To show that $\sup C=\sup A+\sup B$, you need to begin by showing that $\sup C$ exists, i.e., that $C$ is bounded above. Since you want $\sup A+\sup B$ to be the supremum of $C$, you might try to show first that $\sup A+\sup B$ is an upper bound for $C$, i.e., that $a+b\le \sup A + \sup B$ whenever $a\in A$ and $b\in B$. Having done this, you’d know both that $\sup C$ exists and that $\sup C \le \sup A + \sup B$.
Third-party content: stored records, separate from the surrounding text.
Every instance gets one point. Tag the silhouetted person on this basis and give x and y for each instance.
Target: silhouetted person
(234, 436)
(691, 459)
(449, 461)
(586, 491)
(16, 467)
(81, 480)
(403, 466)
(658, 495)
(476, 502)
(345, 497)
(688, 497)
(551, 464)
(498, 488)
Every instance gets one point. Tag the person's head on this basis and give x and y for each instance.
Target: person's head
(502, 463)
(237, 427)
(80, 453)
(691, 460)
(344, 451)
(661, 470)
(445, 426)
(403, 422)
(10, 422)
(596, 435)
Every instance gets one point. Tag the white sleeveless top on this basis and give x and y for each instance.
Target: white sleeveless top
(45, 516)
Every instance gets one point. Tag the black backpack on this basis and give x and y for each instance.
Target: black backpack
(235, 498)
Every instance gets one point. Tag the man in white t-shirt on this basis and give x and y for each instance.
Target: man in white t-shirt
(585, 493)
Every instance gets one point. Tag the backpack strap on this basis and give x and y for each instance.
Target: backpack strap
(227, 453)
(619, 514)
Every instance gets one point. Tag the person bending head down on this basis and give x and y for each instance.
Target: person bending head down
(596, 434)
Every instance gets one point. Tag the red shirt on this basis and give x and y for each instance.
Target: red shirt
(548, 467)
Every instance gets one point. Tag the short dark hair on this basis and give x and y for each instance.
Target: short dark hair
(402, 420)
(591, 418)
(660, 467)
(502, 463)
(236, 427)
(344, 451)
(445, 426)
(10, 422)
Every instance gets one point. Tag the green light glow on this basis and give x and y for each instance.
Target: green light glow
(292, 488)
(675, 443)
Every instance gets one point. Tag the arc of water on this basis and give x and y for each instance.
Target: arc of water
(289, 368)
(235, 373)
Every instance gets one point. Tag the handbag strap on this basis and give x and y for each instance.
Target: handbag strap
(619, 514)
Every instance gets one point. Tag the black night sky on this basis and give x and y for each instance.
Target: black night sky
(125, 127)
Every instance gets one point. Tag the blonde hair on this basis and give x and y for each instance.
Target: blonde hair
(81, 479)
The natural next step would be to try to show that $\sup A + \sup B \le \sup C$, so as to be able to conclude that $\sup C = \sup A + \sup B$. It’s a little hard to see right away just what it means for $\sup A + \sup B$ to be less than or equal to $\sup C$, so try assuming the opposite and getting a contradiction: what happens if $\sup C < \sup A + \sup B$? You’d get a contradiction if you could show that whenever $u<\sup A + \sup B$, there are $a\in A$ and $b\in B$ such that $a+b>u$. This is where the real work in this argument takes place.

HINT: Let $d=(\sup A + \sup B)-u$, and look at the intervals $\left(\sup A-\frac{d}2,\sup A\right)$ and $\left(\sup B-\frac{d}2,\sup B\right)$.